Representantes do Ministério Público de Santa Catarina (MPSC), da Associação Catarinense de Emissoras de Rádio e Televisão (ACAERT), além de jornalistas e profissionais da comunicação, participaram nesta segunda-feira (17) de um encontro voltado à discussão da cobertura jornalística de casos de violência contra mulheres.
Durante o evento, foi lançado o Guia de Boas Práticas para a Cobertura Jornalística de Casos de Violência contra Mulheres, elaborado pela professora, doutora e pesquisadora Melissa Amaral.
A publicação busca orientar profissionais da imprensa para uma cobertura mais responsável, evitando a reprodução de estereótipos, a naturalização da violência e situações que possam contribuir para a revitimização das vítimas.
Na abertura do encontro, a procuradora-geral de Justiça, Vanessa Wendhausen Cavallazzi, destacou a importância de refletir sobre a forma como casos de violência contra mulheres são apresentados à sociedade.
Segundo ela, a cobertura jornalística deve evitar narrativas que busquem justificativas para os crimes ou transfiram o foco da violência praticada contra as vítimas e suas famílias.
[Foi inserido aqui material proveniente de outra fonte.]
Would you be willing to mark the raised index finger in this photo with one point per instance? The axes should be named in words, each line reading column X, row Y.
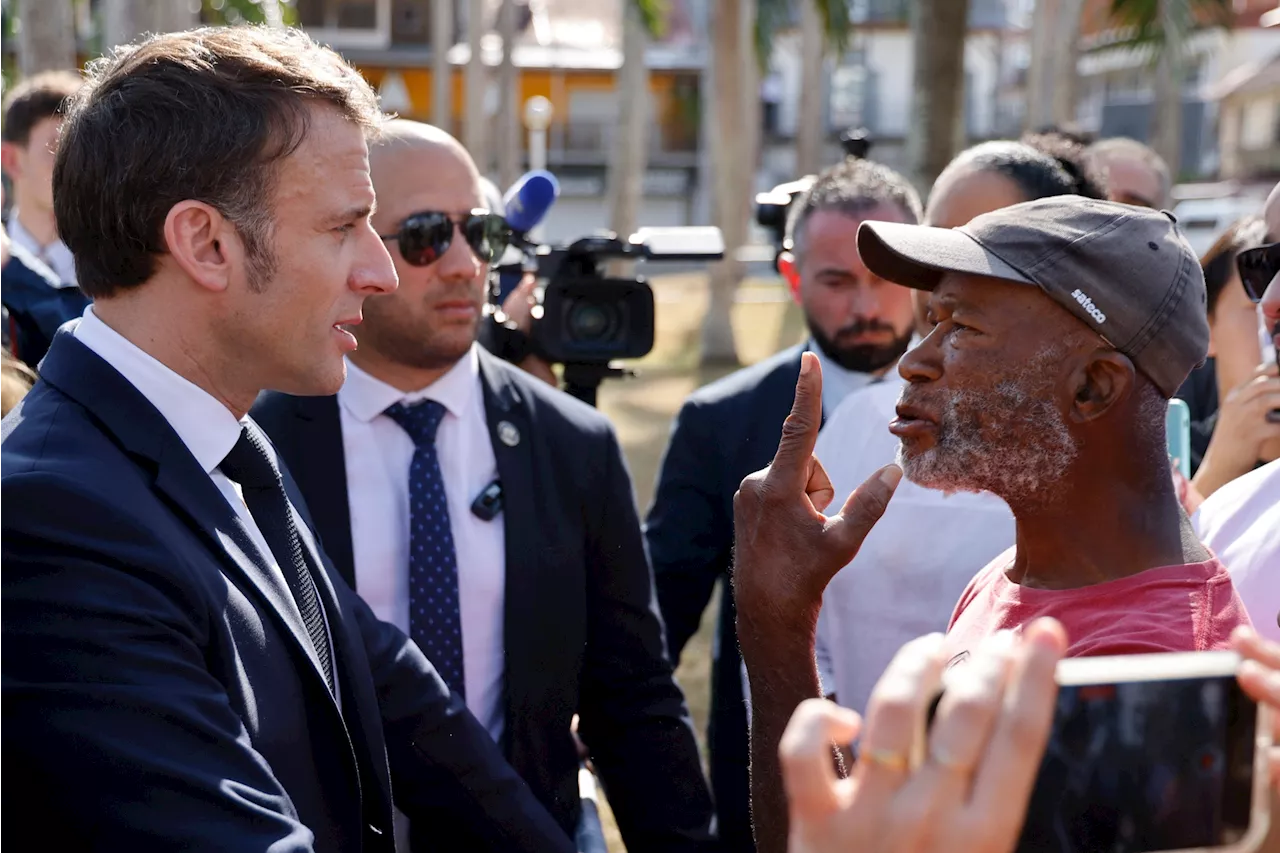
column 800, row 429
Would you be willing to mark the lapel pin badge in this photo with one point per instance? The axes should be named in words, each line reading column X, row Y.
column 507, row 433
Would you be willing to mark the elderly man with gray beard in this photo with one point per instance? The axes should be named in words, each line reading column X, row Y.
column 1063, row 328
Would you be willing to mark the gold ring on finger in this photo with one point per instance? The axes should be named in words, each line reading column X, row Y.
column 886, row 758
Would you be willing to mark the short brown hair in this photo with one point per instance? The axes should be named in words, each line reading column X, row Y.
column 36, row 99
column 204, row 115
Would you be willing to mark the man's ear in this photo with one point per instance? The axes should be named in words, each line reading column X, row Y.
column 789, row 267
column 1102, row 381
column 10, row 159
column 202, row 242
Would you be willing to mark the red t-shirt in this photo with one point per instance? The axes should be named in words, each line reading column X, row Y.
column 1173, row 609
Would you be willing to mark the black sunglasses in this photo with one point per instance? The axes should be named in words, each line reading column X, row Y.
column 1257, row 268
column 425, row 236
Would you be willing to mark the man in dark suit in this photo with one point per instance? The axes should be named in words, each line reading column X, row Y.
column 858, row 325
column 179, row 665
column 493, row 518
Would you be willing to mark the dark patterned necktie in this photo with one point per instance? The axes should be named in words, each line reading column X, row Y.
column 434, row 610
column 252, row 465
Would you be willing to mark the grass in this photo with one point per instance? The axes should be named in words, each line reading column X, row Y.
column 641, row 410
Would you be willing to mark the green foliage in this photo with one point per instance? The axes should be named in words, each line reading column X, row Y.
column 232, row 12
column 1144, row 23
column 772, row 16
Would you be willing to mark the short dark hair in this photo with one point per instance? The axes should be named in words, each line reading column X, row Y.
column 1072, row 154
column 1034, row 173
column 1219, row 261
column 853, row 187
column 35, row 99
column 205, row 114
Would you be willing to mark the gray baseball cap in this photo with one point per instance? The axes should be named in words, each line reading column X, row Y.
column 1125, row 272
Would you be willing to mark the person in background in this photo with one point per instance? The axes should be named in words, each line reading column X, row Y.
column 1239, row 434
column 16, row 381
column 1019, row 389
column 1134, row 173
column 32, row 119
column 492, row 519
column 856, row 634
column 37, row 286
column 858, row 325
column 1240, row 521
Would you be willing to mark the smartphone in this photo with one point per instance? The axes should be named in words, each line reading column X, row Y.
column 1152, row 752
column 1178, row 427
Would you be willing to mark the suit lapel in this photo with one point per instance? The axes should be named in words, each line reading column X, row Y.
column 142, row 430
column 506, row 409
column 316, row 460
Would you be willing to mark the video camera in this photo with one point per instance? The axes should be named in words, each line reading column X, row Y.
column 773, row 208
column 585, row 319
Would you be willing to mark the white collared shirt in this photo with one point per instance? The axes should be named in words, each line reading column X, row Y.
column 378, row 457
column 205, row 425
column 839, row 382
column 55, row 255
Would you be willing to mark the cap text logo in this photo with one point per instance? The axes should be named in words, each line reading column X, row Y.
column 1087, row 304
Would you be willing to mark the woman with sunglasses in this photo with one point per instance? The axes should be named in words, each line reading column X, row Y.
column 1240, row 433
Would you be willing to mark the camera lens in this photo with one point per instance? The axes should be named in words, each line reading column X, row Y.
column 593, row 322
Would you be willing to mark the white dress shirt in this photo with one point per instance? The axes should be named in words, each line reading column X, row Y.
column 55, row 255
column 378, row 455
column 1240, row 524
column 205, row 425
column 840, row 382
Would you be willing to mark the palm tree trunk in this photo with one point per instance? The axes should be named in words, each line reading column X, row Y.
column 48, row 36
column 1166, row 121
column 732, row 164
column 442, row 73
column 810, row 127
column 937, row 109
column 476, row 77
column 508, row 95
column 627, row 160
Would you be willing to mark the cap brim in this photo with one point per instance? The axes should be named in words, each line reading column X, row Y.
column 919, row 256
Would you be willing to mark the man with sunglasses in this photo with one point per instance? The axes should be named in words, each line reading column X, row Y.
column 1240, row 521
column 492, row 516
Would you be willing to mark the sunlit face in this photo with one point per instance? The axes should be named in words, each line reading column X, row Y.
column 327, row 260
column 33, row 164
column 981, row 407
column 432, row 320
column 1271, row 299
column 859, row 320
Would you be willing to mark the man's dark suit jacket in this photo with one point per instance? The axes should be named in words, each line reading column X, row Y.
column 156, row 692
column 723, row 432
column 583, row 632
column 36, row 304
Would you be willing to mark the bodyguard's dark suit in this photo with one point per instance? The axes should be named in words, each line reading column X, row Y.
column 583, row 632
column 156, row 689
column 36, row 304
column 723, row 432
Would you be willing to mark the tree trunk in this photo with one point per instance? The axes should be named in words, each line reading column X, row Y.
column 1166, row 119
column 510, row 138
column 810, row 127
column 937, row 81
column 476, row 137
column 629, row 155
column 126, row 21
column 734, row 164
column 48, row 37
column 442, row 73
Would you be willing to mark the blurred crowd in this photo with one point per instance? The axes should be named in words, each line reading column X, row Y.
column 291, row 561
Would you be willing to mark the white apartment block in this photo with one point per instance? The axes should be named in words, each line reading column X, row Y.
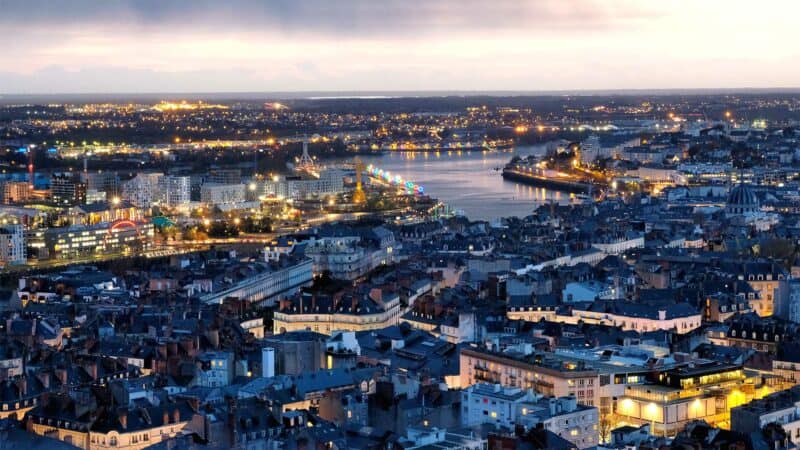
column 12, row 242
column 221, row 194
column 507, row 407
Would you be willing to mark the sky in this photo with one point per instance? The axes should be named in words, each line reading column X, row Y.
column 152, row 46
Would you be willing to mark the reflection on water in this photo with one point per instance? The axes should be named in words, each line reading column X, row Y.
column 467, row 180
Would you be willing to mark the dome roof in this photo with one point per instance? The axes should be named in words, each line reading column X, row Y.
column 742, row 195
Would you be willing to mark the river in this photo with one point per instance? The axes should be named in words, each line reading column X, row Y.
column 467, row 180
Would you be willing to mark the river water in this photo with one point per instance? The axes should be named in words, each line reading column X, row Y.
column 468, row 181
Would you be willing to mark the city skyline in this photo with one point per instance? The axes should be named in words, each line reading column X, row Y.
column 280, row 46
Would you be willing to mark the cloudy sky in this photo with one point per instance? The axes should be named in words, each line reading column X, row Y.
column 372, row 45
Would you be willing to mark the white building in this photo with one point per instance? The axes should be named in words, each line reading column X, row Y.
column 275, row 279
column 330, row 182
column 507, row 407
column 349, row 256
column 215, row 369
column 174, row 190
column 12, row 241
column 221, row 194
column 142, row 190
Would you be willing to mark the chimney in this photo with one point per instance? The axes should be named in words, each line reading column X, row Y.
column 337, row 300
column 92, row 369
column 123, row 418
column 22, row 385
column 44, row 378
column 61, row 374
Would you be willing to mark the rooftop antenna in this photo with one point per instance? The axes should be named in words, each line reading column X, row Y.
column 30, row 165
column 306, row 163
column 358, row 195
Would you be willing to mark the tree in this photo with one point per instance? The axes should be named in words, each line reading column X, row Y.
column 605, row 424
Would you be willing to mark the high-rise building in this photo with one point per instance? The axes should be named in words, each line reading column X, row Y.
column 67, row 189
column 174, row 190
column 142, row 190
column 12, row 241
column 224, row 176
column 14, row 191
column 100, row 181
column 217, row 194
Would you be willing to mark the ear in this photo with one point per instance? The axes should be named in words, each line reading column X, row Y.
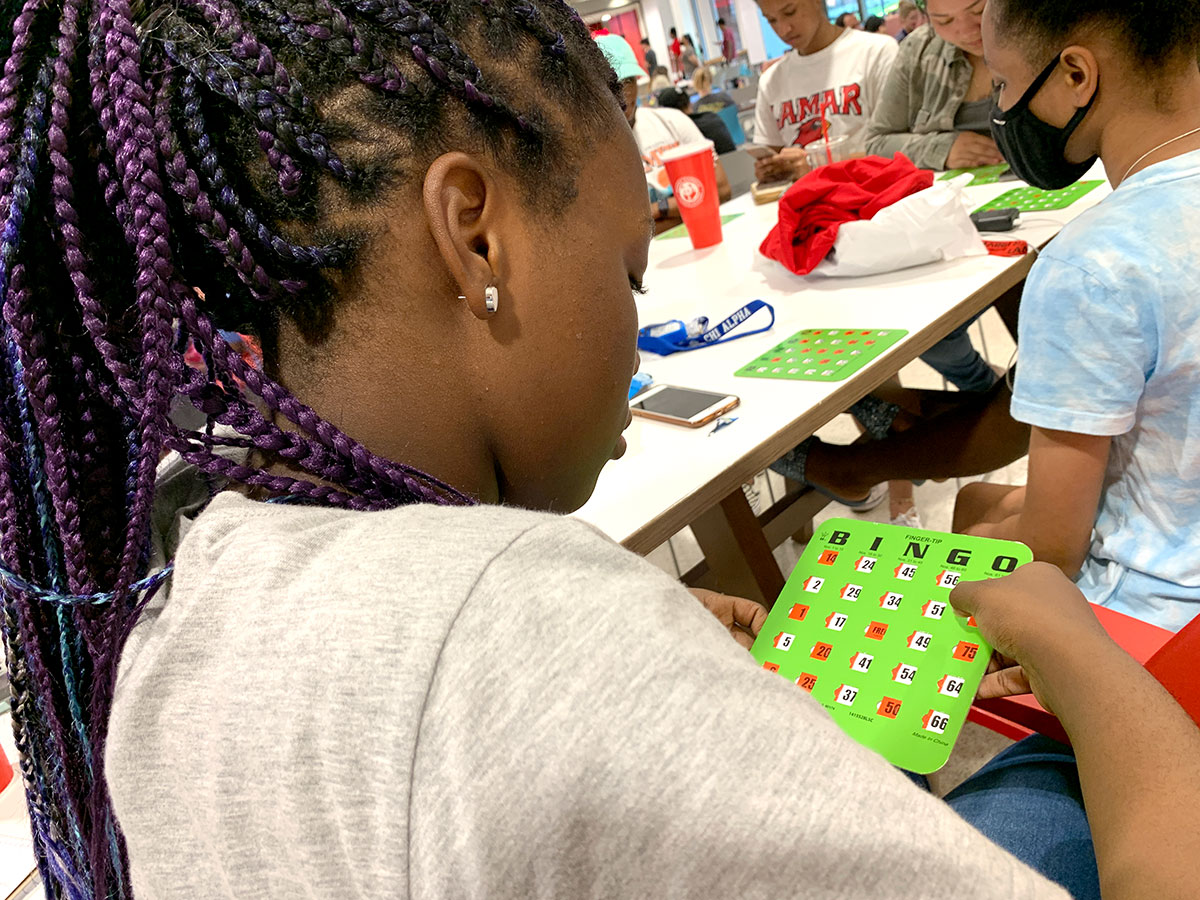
column 461, row 201
column 1081, row 72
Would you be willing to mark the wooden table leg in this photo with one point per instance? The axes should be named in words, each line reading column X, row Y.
column 738, row 556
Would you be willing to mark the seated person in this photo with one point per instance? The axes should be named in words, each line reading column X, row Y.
column 911, row 18
column 1109, row 371
column 709, row 124
column 657, row 131
column 936, row 106
column 709, row 101
column 405, row 677
column 831, row 72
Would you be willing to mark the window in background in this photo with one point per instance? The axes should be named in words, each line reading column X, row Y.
column 837, row 7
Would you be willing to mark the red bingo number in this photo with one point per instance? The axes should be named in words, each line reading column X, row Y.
column 947, row 579
column 862, row 661
column 935, row 721
column 951, row 685
column 919, row 641
column 933, row 610
column 888, row 707
column 808, row 682
column 966, row 652
column 821, row 651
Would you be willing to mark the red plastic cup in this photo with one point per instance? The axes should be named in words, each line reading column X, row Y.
column 693, row 175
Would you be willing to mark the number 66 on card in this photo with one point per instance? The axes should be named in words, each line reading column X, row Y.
column 865, row 628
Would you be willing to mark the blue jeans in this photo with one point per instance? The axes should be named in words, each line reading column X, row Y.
column 1027, row 801
column 958, row 361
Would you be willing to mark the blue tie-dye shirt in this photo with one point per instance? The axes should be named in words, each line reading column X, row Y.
column 1110, row 345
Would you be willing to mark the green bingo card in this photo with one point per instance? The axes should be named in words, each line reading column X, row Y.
column 1035, row 199
column 864, row 624
column 822, row 354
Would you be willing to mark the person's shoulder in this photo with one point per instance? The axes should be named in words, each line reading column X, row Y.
column 1132, row 237
column 924, row 43
column 778, row 72
column 317, row 541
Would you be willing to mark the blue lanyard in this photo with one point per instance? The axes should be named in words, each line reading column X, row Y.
column 676, row 336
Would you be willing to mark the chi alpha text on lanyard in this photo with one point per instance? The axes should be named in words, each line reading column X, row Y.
column 676, row 335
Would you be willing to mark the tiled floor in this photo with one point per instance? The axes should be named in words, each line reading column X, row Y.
column 935, row 505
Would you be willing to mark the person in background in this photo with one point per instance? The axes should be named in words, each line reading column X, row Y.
column 709, row 101
column 911, row 18
column 709, row 124
column 689, row 59
column 652, row 58
column 936, row 107
column 832, row 73
column 660, row 78
column 729, row 41
column 1113, row 495
column 655, row 131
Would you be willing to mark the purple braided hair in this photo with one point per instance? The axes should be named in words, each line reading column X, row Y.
column 181, row 191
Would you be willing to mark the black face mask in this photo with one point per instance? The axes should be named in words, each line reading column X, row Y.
column 1035, row 150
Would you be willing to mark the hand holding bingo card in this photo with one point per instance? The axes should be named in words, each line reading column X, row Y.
column 865, row 627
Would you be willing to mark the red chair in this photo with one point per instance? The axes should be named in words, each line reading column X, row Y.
column 1170, row 658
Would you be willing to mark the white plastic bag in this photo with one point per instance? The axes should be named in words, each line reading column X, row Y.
column 923, row 227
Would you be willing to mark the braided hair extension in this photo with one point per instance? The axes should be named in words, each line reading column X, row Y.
column 167, row 171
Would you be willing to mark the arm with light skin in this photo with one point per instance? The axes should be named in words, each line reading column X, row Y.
column 1138, row 751
column 1055, row 511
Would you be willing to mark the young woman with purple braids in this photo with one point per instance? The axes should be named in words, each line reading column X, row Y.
column 334, row 642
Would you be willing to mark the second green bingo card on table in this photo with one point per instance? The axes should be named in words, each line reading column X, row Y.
column 864, row 624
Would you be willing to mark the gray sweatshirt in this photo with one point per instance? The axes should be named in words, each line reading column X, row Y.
column 485, row 702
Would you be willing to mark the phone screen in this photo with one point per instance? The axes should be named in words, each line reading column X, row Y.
column 678, row 402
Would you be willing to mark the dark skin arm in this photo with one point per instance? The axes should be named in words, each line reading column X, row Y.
column 1138, row 751
column 1054, row 514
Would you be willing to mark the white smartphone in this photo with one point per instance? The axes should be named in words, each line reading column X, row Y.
column 759, row 151
column 682, row 406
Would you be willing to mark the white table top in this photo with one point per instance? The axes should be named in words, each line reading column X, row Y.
column 671, row 474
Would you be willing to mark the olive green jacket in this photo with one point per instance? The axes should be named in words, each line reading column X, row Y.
column 916, row 113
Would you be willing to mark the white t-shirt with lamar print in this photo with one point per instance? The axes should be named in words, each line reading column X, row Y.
column 845, row 79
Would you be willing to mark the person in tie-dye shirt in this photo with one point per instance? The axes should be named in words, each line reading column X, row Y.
column 1109, row 367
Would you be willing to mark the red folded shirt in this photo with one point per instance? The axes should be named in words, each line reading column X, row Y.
column 811, row 211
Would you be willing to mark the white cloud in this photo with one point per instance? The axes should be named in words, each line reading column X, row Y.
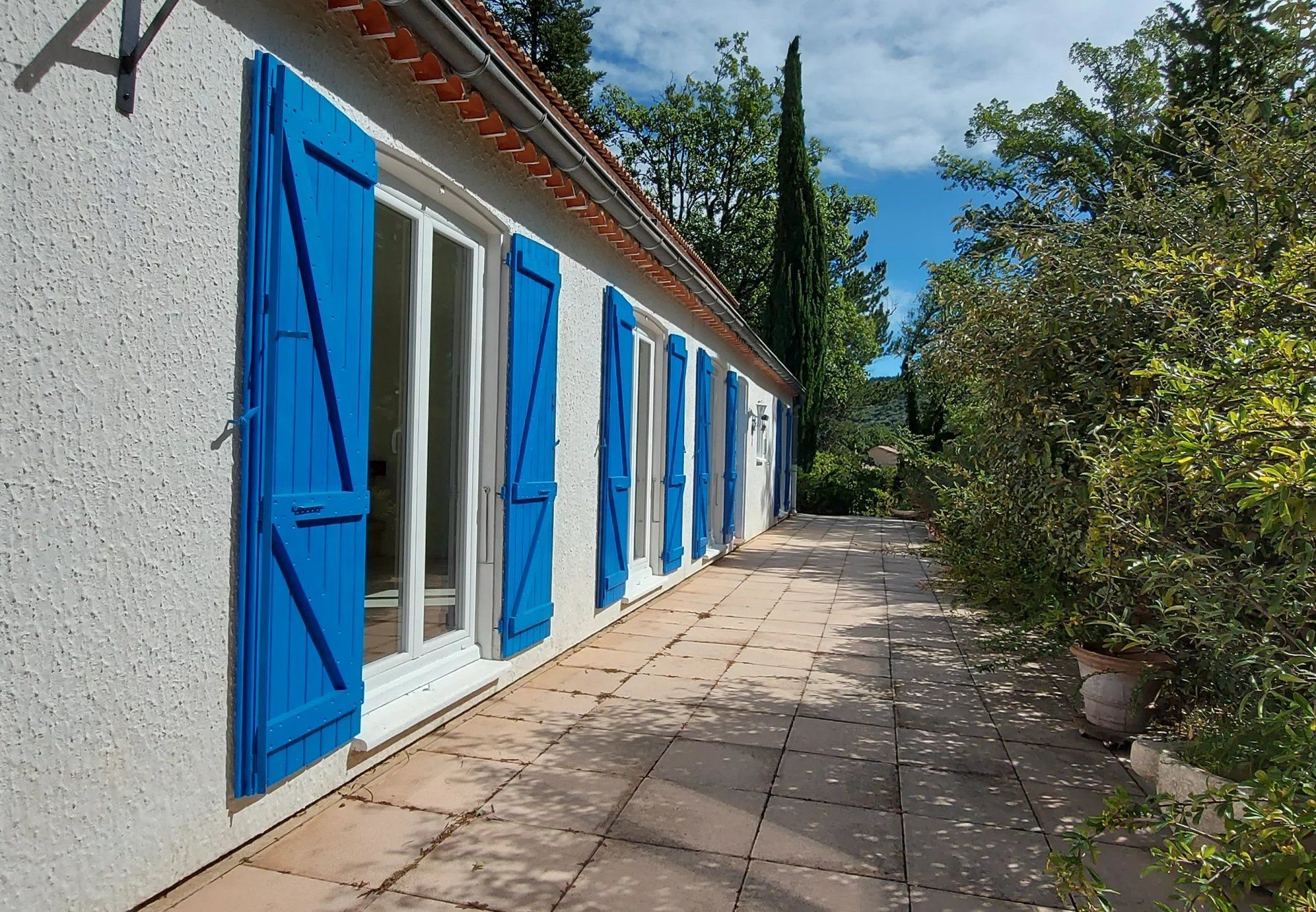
column 885, row 84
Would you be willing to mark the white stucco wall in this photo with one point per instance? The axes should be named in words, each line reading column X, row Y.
column 120, row 241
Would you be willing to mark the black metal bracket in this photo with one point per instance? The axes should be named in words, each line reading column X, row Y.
column 132, row 45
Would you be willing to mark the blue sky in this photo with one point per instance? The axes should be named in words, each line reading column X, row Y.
column 885, row 84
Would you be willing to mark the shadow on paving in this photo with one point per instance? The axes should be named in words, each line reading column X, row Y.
column 801, row 727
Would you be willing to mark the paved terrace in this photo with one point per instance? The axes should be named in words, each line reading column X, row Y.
column 803, row 727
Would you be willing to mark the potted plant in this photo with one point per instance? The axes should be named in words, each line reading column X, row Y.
column 1119, row 686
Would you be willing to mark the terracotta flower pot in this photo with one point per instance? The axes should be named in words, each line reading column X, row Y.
column 1119, row 689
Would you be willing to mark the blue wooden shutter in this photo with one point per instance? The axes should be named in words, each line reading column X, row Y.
column 731, row 473
column 674, row 482
column 777, row 461
column 310, row 265
column 789, row 464
column 619, row 352
column 703, row 431
column 531, row 486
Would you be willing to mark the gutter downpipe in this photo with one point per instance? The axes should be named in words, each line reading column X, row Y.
column 445, row 28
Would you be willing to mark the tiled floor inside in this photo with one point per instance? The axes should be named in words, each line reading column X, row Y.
column 803, row 727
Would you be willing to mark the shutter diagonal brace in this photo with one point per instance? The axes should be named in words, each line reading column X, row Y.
column 132, row 47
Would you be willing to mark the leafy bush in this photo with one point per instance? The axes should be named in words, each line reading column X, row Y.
column 842, row 483
column 1127, row 347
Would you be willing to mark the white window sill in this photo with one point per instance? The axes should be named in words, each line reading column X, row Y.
column 385, row 723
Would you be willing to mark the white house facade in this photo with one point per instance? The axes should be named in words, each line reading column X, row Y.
column 348, row 380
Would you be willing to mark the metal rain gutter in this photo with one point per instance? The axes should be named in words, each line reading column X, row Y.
column 444, row 25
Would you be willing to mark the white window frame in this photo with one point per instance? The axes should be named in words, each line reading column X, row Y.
column 758, row 421
column 640, row 571
column 419, row 663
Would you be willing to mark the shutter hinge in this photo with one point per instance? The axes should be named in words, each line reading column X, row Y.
column 243, row 420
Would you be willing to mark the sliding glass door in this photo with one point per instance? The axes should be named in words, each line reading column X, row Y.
column 422, row 461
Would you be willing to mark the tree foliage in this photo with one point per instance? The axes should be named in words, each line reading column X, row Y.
column 1123, row 349
column 801, row 281
column 707, row 153
column 556, row 36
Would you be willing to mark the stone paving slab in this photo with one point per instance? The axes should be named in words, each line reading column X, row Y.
column 803, row 727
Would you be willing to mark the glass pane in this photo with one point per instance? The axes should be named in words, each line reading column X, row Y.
column 642, row 482
column 448, row 299
column 393, row 298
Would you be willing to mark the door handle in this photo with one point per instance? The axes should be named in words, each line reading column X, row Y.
column 486, row 524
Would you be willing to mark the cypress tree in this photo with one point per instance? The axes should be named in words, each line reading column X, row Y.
column 796, row 307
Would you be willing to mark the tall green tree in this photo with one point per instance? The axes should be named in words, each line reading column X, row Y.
column 556, row 34
column 798, row 301
column 705, row 150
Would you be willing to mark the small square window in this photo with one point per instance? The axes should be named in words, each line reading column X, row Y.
column 759, row 423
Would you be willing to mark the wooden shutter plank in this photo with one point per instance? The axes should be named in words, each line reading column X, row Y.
column 615, row 473
column 304, row 503
column 529, row 487
column 674, row 482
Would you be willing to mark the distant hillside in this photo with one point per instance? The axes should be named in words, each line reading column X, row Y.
column 884, row 403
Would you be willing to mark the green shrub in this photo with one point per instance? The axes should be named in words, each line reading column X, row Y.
column 842, row 483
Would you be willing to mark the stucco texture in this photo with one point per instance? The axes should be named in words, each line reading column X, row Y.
column 121, row 340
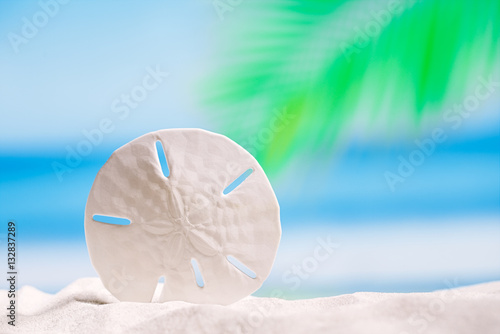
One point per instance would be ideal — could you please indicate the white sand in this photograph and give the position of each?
(86, 307)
O presidente da ACAERT, Mário Neves, ressaltou a importância da parceria com o Ministério Público e da oferta de ferramentas que auxiliem jornalistas na abordagem de temas considerados sensíveis.
A autora do guia, Melissa Amaral, destacou que a comunicação possui papel que vai além da transmissão de informações, podendo contribuir para a conscientização e para a transformação social.
Jornalistas discutem desafios da cobertura
Durante o painel, profissionais de diferentes veículos de comunicação compartilharam experiências e desafios relacionados à cobertura de feminicídios e outros casos de violência contra mulheres.
A coordenadora do Núcleo de Atendimento à Globo em Santa Catarina, Elaine Simiano, defendeu que a cobertura priorize a contextualização dos casos, evitando o excesso de detalhes sobre a dinâmica dos crimes.
A jornalista da NDTV, Juliana Rabelo, destacou que decisões editoriais sobre esses casos devem ser discutidas previamente e não tomadas apenas de forma instintiva diante de uma ocorrência.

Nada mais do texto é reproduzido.